1) Make a list. Be thorough.
2) Put the list into categories
3) Assign percentages
4) Slice the pie
5) Where else can you get what you’re looking for?
I was married once. He left me so that he could sleep around.
I have a long-term partner now, and the thought of getting married again fills me with dread.
As for the husband pie chart, it never seems to turn out as you had hoped: my partner was made jobless for a while and so became a financial strain on us, he has a job now but barely makes anything and does not contribute to our expenses; we rarely have time for intimacy given how intrusive our youngest child is at the moment, and most of the time I would just rather spend my spare time by myself given his bad temper.
The jewelery, I have all bought myself for myself because he doesn’t want to waste what little money he has. When I ask him to lift heavy furniture, he grumbles about it. As for fitting in, I don’t socialize with people any more than you do, even us couples don’t enjoy spending time with each other much given how draining work and kids are.
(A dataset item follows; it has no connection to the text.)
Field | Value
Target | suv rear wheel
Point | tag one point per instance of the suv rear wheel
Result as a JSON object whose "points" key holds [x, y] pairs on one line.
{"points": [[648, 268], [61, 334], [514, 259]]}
I have had long-term romantic partners in life, and have still felt very much alone.
I appreciate your sharing this perspective!
What a lovely idea to draw a husband benefits chart. It is pretty accurate I’d say. I meet all those criteria (yeah!), and as for heavy lifting you can even add things like renovating bathrooms, building a home, upgrading the kitchen and cooking for you. And yes, husbands like me do massage their spouses’ feet, which in my world is the ultimate act of devotion.
But the chart lacks the magic ingredient: Event if I tick all the boxes, it doesn’t mean that the relationship is a happy one. Mine isn’t.
It is all about love, attention and feeling good in each other’s presence. That’s the core and all the benefit aspects in that chart are just a manifestation of that inner healthy core of a beautiful relationship. To get there means to let go of many hopes, dreams, expectations… and fears. The ultimate relationship benefit is to be vulnerable.
Beautifully said. Thanks for sharing.